The world’s leading publication for data science, AI, and ML professionals.

Exploring the Latent Space of a ConvNet Image Classifier

Linearity in the latent space of hidden layers!

Photo by Alireza on Unsplash
Photo by Alireza on Unsplash

A fascinating thing about Neural networks, especially Convolutional Neural Networks is that in the final layers of the network where the layers are fully connected, each layer can be treated as a vector space. All the useful and required information that has been extracted from the image by the ConvNet has been stored in a compact version in the final layer in the form of a feature vector. When this final layer is treated as a vector space and is subjected to vector algebra, it starts to yield some very interesting and useful properties.

I trained a Resnet50 classifier on the iMaterialist Challenge(Fashion) dataset from Kaggle. The challenge here is to classify every apparel image into appropriate attributes like pattern, neckline, sleeve length, style, etc. I used the pre-trained Resnet model and applied transfer learning on this dataset with added layers for each of the labels. Once the model got trained, I wish to look at the vector space of the last layer and search for patterns.

Latent Space Directions

The last FC layer of the Resnet50 is of length 1000. After transfer learning on the Fashion dataset, I apply PCA on this layer and reduce the dimension to 50 which retains more than 98% of the variance.

The concept of Latent Space Directions is popular with GANs and Variational Auto Encoders where the input is a vector and the output is an image, it is observed that by translating the input vector in a certain direction, a certain attribute of the output image changes. The below example is from StyleGAN trained by NVIDIA, you can have a look at this website where a fake face gets generated from a random vector every time you refresh the page.

Photo from Interface GAN Github | Attributes like pose, age, expression, and eyeglasses can be tweaked by translating the input vector in the respective latent direction.
Photo from Interface GAN Github | Attributes like pose, age, expression, and eyeglasses can be tweaked by translating the input vector in the respective latent direction.

This is exciting! A trivial linear operation on the input vector brings about such a complex transformation in the output image. These latent directions are like knobs which you can tune to get the desired effect on the output image. Incredible!

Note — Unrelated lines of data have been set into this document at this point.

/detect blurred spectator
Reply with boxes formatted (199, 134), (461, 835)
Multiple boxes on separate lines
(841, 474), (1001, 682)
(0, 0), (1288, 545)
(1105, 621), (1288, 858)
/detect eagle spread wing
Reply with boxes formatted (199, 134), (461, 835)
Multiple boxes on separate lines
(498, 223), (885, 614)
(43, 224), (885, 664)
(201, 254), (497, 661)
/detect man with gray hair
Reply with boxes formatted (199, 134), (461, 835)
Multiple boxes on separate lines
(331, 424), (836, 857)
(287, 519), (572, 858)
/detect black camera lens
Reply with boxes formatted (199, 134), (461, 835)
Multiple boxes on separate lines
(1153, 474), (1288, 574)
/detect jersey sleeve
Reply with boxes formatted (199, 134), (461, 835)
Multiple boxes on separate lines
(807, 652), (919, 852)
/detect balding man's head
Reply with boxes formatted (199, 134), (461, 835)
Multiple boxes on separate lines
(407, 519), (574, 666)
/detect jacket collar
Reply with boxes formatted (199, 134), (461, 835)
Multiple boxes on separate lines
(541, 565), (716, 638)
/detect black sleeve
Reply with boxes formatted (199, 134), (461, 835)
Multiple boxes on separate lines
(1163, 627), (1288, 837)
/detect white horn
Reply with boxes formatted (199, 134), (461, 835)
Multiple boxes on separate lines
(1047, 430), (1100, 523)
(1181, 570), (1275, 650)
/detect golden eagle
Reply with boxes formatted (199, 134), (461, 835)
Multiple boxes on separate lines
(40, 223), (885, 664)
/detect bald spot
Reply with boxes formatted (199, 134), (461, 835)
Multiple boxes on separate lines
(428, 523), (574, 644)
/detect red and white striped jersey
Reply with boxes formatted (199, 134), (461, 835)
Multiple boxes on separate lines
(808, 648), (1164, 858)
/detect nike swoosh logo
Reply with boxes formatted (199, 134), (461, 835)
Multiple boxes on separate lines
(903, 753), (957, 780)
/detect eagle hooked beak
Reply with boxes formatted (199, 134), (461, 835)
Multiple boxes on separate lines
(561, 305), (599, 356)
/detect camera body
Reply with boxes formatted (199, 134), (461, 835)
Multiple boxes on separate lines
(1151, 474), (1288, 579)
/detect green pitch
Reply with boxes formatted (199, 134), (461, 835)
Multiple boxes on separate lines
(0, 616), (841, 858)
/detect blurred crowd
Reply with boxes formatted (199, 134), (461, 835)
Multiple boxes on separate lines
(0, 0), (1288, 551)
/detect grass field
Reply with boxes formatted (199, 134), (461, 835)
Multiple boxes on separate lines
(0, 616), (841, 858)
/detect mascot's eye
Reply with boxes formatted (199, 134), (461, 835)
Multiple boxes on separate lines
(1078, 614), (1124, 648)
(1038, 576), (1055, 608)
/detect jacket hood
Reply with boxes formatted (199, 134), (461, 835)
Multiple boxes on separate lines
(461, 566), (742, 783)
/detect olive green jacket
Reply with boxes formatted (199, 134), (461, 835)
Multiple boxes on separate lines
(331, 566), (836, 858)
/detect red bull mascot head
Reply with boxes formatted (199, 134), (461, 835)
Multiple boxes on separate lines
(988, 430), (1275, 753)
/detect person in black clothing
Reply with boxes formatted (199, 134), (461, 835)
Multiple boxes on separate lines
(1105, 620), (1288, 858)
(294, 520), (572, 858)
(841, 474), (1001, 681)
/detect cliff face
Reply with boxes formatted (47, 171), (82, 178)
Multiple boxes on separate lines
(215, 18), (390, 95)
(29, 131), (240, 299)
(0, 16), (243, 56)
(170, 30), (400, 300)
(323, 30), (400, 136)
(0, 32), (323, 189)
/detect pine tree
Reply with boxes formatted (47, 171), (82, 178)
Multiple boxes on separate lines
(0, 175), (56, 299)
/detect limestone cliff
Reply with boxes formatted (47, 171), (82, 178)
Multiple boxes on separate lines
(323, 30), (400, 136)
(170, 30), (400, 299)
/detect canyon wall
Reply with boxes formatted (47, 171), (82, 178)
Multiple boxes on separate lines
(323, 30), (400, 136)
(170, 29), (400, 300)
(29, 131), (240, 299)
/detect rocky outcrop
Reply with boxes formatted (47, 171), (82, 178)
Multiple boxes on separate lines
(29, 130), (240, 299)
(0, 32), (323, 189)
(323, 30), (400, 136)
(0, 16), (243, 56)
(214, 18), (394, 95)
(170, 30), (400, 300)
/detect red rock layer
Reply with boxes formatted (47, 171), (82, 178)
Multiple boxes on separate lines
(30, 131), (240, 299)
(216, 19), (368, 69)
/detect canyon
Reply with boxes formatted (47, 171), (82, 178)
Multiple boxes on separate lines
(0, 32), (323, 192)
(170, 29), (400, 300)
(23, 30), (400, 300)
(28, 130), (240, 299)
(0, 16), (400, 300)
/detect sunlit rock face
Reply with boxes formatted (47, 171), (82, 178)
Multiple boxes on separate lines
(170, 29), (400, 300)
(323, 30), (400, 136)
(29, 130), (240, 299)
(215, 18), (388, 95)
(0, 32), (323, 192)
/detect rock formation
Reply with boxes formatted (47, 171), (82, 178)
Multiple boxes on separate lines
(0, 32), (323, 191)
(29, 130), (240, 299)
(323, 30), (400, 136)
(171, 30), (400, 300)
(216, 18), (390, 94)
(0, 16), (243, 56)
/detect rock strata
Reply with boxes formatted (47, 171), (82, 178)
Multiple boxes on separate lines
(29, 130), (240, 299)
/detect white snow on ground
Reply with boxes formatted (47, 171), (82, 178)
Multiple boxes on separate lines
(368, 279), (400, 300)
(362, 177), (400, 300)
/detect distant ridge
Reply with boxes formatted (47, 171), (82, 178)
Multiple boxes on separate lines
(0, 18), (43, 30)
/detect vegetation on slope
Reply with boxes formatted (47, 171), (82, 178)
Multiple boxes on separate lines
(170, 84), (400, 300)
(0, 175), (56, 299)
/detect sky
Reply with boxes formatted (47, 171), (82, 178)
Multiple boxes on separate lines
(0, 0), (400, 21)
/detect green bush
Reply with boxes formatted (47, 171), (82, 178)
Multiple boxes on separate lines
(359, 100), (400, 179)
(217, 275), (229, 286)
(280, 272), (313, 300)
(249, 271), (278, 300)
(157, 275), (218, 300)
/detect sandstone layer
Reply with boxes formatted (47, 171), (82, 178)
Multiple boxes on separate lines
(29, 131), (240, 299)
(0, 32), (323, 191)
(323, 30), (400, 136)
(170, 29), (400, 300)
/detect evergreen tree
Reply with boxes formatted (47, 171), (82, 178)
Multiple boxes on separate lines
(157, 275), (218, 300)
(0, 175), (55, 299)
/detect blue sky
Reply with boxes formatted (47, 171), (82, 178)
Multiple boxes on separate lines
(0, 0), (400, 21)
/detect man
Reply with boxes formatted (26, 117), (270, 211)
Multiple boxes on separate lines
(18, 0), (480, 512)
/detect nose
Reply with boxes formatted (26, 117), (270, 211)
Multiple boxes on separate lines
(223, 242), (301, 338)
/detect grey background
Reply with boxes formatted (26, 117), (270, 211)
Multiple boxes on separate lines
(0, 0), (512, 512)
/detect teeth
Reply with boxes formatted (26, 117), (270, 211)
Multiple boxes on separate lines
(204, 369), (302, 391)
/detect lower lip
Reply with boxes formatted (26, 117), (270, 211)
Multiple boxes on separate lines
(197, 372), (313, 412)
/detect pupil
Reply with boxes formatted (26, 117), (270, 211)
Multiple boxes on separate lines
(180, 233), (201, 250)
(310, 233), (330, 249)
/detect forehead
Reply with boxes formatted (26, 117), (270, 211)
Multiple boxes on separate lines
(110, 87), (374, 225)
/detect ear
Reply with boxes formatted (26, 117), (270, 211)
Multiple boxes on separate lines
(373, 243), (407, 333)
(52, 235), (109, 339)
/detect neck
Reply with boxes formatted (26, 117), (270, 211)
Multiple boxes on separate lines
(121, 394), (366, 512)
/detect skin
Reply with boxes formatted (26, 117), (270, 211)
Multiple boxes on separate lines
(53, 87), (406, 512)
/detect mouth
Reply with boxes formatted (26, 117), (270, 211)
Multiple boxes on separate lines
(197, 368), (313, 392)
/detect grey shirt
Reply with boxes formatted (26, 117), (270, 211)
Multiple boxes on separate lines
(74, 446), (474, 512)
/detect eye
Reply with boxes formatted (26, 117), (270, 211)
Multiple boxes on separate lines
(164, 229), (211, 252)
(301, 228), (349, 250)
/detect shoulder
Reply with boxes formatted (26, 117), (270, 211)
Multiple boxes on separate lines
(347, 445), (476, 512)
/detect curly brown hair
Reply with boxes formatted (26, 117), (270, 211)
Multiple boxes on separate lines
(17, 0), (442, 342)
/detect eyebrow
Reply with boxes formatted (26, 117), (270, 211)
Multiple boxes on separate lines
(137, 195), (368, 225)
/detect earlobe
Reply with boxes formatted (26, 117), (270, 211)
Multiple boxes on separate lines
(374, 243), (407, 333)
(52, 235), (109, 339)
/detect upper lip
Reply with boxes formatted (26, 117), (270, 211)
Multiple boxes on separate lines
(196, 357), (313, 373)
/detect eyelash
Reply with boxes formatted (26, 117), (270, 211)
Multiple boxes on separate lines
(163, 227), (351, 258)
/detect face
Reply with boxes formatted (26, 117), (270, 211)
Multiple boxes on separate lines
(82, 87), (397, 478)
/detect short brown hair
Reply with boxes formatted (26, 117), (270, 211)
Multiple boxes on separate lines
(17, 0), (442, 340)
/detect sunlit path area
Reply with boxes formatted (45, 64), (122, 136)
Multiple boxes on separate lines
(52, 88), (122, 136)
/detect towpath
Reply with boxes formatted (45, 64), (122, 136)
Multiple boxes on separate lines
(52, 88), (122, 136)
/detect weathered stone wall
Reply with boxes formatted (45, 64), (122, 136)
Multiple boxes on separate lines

In our image classifier, we are doing exactly the opposite of GAN. In the classifier, we take an image and get a vector of length 1000 in the FC layer, and with the PCA transformation, we reduce its dimension to 50. The idea we want to explore is whether the image attributes we have trained the model for, are they getting arranged in a linear fashion in the vector space of the FC layer and the layer after PCA. The answer is indeed a yes!

One of the tasks in the iMaterialist challenge is to identify the sleeve length which is classified into five types: long-sleeved, short sleeves, puff sleeves, sleeveless, and strapless. Out of these five, three are in majority: long-sleeved, short sleeves, and sleeveless. Now we want to see if there exists a latent direction along which these three sleeve length classes get segregated. If it was a binary Classification, we could have used logistic regression and the vector of coefficients would have given us the latent direction but in our case, we have multiple classes.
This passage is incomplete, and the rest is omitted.